There was an immediate uptick in Yahoo's stock at the beginning of the week to reflect investors' optimism of a future payout to Yahoo! from the IPO-induced liquidity in Alibaba's shares. However, Yahoo! shares are still too cheap -- and it seems to be because investors are fretting about how CEO Marissa Mayer will spend her soon-to-be-realized Alibaba riches. Let's go over the numbers on why this is so.

At present, Yahoo! has a market capitalization of about $38.4 billion.

It also has the aforementioned 24% stake in Alibaba. Most people are assuming that Alibaba will go public at a value of $100 billion to $140 billion. If so, Yahoo!'s Alibaba stake is worth almost $34 billion (at a $140 billion valuation). But that's pre-tax. Most sell-side analysts discount that number by the taxes Yahoo will have to pay on it. Assuming 38%, that takes you down to a stake worth $21 billion.

Then, Yahoo also owns 35% of Yahoo! Japan. It's currently worth more than $11 billion.

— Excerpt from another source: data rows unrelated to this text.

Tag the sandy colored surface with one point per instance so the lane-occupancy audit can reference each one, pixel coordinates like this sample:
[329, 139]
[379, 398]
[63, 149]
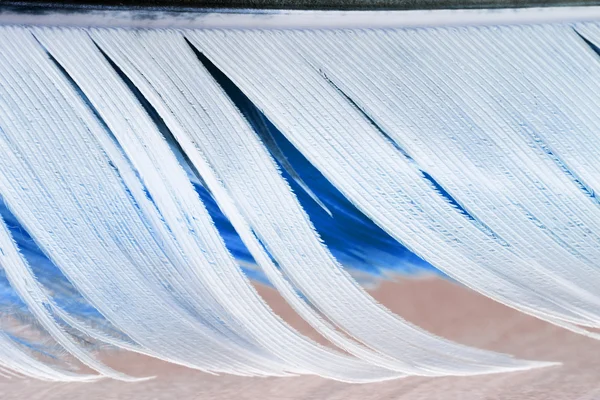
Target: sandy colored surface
[439, 306]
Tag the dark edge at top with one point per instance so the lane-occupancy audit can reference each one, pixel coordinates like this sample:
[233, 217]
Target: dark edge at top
[43, 7]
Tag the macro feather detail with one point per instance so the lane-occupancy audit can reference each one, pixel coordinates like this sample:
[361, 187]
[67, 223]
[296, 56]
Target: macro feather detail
[155, 171]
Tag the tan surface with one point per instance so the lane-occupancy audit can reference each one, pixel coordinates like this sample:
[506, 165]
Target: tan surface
[439, 306]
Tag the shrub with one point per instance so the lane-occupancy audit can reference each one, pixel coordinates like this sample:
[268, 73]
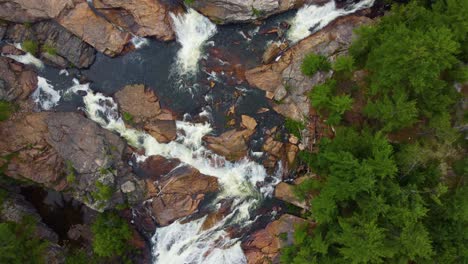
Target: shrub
[30, 46]
[111, 234]
[313, 63]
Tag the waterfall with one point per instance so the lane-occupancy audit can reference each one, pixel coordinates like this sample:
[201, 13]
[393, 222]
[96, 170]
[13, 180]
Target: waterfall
[312, 18]
[45, 96]
[192, 31]
[187, 242]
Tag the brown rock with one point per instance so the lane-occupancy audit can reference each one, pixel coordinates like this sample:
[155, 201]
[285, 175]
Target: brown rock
[284, 192]
[331, 41]
[21, 11]
[264, 245]
[248, 122]
[164, 131]
[231, 144]
[16, 81]
[147, 108]
[31, 157]
[95, 30]
[155, 167]
[180, 193]
[142, 17]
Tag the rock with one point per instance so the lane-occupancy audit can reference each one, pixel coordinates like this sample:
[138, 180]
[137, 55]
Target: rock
[231, 144]
[31, 157]
[331, 41]
[22, 11]
[284, 192]
[180, 193]
[234, 11]
[164, 131]
[96, 157]
[156, 166]
[147, 108]
[16, 81]
[65, 44]
[95, 30]
[264, 245]
[248, 122]
[141, 17]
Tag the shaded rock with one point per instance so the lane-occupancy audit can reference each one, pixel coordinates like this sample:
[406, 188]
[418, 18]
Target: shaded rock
[65, 44]
[284, 192]
[331, 41]
[96, 156]
[248, 122]
[164, 131]
[32, 10]
[31, 157]
[264, 245]
[146, 110]
[141, 17]
[233, 11]
[157, 166]
[95, 30]
[231, 144]
[16, 81]
[180, 193]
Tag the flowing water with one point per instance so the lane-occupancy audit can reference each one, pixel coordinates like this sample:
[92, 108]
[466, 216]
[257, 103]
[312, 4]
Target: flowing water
[183, 74]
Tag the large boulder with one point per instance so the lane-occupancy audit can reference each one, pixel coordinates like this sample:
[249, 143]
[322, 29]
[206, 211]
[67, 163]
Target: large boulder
[95, 30]
[58, 45]
[231, 144]
[26, 153]
[233, 11]
[264, 245]
[146, 110]
[17, 82]
[142, 17]
[283, 79]
[32, 10]
[179, 193]
[102, 180]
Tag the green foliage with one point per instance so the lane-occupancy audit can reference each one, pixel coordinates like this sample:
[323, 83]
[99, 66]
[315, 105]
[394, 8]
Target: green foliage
[49, 49]
[294, 127]
[104, 192]
[30, 46]
[313, 63]
[6, 109]
[111, 234]
[412, 56]
[344, 66]
[18, 243]
[127, 117]
[322, 98]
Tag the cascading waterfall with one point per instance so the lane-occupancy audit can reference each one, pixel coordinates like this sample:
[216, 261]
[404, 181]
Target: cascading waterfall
[312, 18]
[187, 242]
[192, 31]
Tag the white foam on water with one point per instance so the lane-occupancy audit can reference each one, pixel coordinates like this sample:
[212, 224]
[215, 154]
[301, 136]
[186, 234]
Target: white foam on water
[45, 96]
[188, 243]
[192, 32]
[311, 18]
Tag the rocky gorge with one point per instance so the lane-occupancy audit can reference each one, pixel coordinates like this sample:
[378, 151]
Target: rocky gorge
[200, 165]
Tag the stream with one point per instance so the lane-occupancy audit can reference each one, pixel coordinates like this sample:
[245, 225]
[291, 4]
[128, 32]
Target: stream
[199, 75]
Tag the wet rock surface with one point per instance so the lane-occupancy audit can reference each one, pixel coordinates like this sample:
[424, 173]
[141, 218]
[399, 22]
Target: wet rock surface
[284, 80]
[179, 193]
[231, 11]
[264, 245]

But take the taxes out and, again, you're down to $7 billion.

Plus, Yahoo! has about $5 billion in cash. Once Alibaba shares debut, Yahoo!'s 24% stake will drop to 12%. So half of its $21 billion stake will become cash. So, the $5 billion cash pile will grow to about $15 billion. Add up the cash and the two investments and you get a value of $33 billion. This suggests that investors place a value on Yahoo's core business of a little more than $4 billion.

That's surprisingly low given that Yahoo's core -- for all its recent struggles to get its top-line growing again -- still throws off $1.5 billion a year in earnings before interest, taxes, depreciation and amortization. That means investors are valuing the core at 3x EBITDA. Right now, though, investors place a 7.6x enterprise value to EBITDA valuation on AOL (AOL). And eBay (EBAY), with all its problems with growth, gets a generous 14x EV/EBITDA valuation. Barry Diller's IAC/InterActiveCorp (IACI) gets 11x EV/EBITDA.

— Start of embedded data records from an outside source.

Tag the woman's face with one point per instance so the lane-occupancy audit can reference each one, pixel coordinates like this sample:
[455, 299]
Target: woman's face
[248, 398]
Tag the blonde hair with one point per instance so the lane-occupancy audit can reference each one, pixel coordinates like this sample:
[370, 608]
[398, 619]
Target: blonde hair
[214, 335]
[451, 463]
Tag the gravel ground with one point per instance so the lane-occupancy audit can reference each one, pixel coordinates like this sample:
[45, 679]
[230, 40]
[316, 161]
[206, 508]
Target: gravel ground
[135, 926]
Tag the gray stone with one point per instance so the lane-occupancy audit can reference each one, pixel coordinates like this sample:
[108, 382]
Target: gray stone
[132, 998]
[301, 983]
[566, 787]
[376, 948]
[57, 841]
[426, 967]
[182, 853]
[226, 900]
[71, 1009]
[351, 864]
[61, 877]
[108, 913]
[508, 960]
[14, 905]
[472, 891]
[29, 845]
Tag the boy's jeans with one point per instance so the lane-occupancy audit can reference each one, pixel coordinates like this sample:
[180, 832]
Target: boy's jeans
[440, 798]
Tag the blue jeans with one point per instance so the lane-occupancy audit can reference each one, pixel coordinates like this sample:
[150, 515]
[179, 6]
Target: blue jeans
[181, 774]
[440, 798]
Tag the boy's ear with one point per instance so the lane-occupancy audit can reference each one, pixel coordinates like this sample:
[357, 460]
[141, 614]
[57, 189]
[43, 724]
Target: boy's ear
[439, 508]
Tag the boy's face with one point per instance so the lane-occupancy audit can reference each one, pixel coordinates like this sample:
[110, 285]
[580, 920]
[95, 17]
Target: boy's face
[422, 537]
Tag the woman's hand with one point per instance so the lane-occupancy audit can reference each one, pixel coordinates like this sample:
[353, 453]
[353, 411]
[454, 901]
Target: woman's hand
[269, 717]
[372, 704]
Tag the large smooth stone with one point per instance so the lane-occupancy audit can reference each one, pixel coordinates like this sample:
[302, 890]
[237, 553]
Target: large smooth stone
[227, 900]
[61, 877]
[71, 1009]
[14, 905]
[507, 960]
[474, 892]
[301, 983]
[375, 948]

And, according to a recent Reuters report, some "gray market" trades in Alibaba on the private market were placed at $255 billion. If so, Yahoo!'s after-tax stake in Alibaba is worth $38 billion -- the entire market cap of all of Yahoo!.

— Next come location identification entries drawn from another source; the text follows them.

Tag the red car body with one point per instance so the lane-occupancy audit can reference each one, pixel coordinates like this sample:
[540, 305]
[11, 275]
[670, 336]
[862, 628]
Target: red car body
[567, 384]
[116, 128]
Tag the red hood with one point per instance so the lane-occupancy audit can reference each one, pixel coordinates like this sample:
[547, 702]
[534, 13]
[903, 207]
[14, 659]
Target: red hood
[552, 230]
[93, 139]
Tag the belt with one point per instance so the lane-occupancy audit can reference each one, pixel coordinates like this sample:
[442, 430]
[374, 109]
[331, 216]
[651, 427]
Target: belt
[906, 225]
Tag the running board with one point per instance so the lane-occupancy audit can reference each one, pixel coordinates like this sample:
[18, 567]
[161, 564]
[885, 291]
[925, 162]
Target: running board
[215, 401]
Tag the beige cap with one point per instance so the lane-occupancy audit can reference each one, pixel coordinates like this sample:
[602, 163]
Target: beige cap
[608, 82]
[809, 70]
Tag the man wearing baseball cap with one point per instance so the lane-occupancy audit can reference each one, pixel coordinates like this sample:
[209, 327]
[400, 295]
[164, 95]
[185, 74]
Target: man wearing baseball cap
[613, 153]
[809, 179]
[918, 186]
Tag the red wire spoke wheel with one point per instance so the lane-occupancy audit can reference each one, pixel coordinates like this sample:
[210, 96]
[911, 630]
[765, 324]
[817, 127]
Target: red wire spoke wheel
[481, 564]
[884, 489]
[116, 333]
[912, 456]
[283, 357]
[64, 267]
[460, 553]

Why are investors valuing Yahoo!'s core business so low relative to Barry Diller's IACI, AOL's Tim Armstrong, and eBay's John Donahoe (who, ironically, is engaged in a proxy fight with Carl Icahn for not creating enough value)? I believe it comes down to a fear of Marissa Mayer's M&A plans for her $15 billion cash pile.

So far, the jury is still out on Yahoo!'s $1 billion acquisition of social-media site Tumblr last year. I believe it will prove to be a wise move in the long run. However, I believe many still question that move and essentially treat it like a wasted billion dollars. It seems to me that most people believe Mayer will start spending billions on Pinterest.com or other companies that won't pay off.

But if she is able to show investors that she'll spend a lot of the incoming cash on share buybacks as well as smart acquisitions (which surely are coming), investors will be forced to re-value Yahoo!'s core to a higher multiple. At present, it's just too cheap.